Alaska governor, AG seek President Trump's help bringing AG's Colombian family to U.S.
Alaska Governor Mike Dunleavy and Attorney General Kevin Clarkson are asking President Donald Trump to help hasten the process of bringing Clarkson’s Colombian wife and stepson to the United States legally.
Dunleavy sent an official letter printed on state letterhead to the president dated Dec. 2, 2019, noting Clarkson’s multi-year effort to bring his Colombian family to the U.S. Channel 2 obtained the letter through a routine records request for Dunleavy's official correspondence.
“I have witnessed Attorney General Clarkson’s admirable patience as he has dealt with the seemingly endless bureaucracy of our legal immigration process,” Dunleavy wrote. “Any assistance that you can lend would be greatly appreciated.”
At Channel 2’s request, Clarkson provided a copy of a personal letter he wrote to the president, also dated Dec. 2. In contrast to the governor, Clarkson’s letter was written in a “personal capacity,” -- however he identifies himself in the first line as the Attorney General of the State of Alaska.

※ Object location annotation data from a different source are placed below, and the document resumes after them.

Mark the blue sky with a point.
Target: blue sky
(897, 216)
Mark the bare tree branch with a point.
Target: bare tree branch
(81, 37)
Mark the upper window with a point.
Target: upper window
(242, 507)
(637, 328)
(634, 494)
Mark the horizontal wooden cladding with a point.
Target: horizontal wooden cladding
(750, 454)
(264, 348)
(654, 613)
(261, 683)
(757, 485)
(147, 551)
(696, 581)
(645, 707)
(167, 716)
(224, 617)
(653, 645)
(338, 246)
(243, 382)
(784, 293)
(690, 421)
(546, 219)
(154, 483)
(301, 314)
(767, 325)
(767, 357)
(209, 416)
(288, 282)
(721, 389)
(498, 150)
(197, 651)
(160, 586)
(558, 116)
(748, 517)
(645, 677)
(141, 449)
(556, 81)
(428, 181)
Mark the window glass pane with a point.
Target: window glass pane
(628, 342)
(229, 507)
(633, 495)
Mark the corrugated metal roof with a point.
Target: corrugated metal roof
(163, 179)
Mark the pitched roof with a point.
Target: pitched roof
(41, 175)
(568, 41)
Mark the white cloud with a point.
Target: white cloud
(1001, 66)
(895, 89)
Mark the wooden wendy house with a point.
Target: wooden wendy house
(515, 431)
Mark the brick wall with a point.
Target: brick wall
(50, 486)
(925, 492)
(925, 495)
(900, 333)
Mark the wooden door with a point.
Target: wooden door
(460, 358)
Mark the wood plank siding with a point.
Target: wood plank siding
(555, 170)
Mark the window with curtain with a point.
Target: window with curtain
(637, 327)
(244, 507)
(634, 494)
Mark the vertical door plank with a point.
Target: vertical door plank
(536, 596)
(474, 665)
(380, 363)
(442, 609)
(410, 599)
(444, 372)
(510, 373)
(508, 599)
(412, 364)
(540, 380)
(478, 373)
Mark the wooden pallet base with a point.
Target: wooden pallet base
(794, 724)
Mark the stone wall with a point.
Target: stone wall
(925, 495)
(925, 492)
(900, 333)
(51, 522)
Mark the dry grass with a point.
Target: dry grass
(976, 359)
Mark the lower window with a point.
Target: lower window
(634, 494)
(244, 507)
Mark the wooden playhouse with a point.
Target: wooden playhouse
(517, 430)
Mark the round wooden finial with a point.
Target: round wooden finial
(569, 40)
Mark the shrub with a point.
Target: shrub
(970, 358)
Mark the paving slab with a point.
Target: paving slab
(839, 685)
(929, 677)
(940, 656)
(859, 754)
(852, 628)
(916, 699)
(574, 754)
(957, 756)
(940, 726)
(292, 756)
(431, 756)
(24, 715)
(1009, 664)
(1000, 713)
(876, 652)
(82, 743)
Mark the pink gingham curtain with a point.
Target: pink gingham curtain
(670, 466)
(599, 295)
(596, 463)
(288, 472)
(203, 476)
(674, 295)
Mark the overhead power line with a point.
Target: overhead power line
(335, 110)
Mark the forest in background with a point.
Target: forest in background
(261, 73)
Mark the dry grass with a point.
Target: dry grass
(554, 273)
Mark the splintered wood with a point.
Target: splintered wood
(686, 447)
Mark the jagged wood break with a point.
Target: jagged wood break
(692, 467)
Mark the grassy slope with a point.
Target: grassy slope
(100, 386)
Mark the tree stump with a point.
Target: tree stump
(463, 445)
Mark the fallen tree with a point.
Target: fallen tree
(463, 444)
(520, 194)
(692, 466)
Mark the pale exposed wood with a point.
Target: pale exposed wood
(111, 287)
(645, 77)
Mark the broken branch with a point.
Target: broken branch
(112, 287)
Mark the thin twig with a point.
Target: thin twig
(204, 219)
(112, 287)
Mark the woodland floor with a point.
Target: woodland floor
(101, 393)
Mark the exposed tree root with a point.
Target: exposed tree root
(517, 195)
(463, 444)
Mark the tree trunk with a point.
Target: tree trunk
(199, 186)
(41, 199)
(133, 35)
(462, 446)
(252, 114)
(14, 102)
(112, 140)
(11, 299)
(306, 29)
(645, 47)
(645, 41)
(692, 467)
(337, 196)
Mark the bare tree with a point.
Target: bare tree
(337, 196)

Clarkson is asking the president for two things: To help secure the completion of a Visa approval for his 6-year-old stepson, and to ensure reentry into the U.S. for his wife Johanna Ferrer Zarache de Clarkson.
Clarkson says he and Johanna married in Nov. 2016 and filed an application for a spousal Visa the following spring. She was granted a Permanent Resident Card in May 2018. According to Clarkson, Johanna had to return to Colombia to care for her son while they await the completion of his Visa application, which was approved by U.S. Citizenship and Immigration Services in June 2019.
Johanna returned to the U.S. twice in 2018, but has now been in Colombia for over a year. While green card holders can travel outside of the U.S., according to USCIS that card “becomes technically invalid for reentry into the United States if you are absent … for 1 year or more.”
Card holders can avoid this problem by filing for a reentry permit before leaving the country. This assures USCIS that you intend to return and are not abandoning the U.S. to live in another country. According to Clarkson, he and Johanna did not file this form before she last left the U.S. in Nov. 2018.
“We did not anticipate that (her son)’s Visa application would require such an inordinate amount of time to process and we believed that Johanna and (her son) would both travel to the United States some time during the spring or summer of 2019,” Clarkson said in his letter to the president.
These requests from Alaska state officials to the president of the United States highlight a crucial question: Is it appropriate for government officials to leverage their position in order to receive preferential treatment when considering issues of legal immigration?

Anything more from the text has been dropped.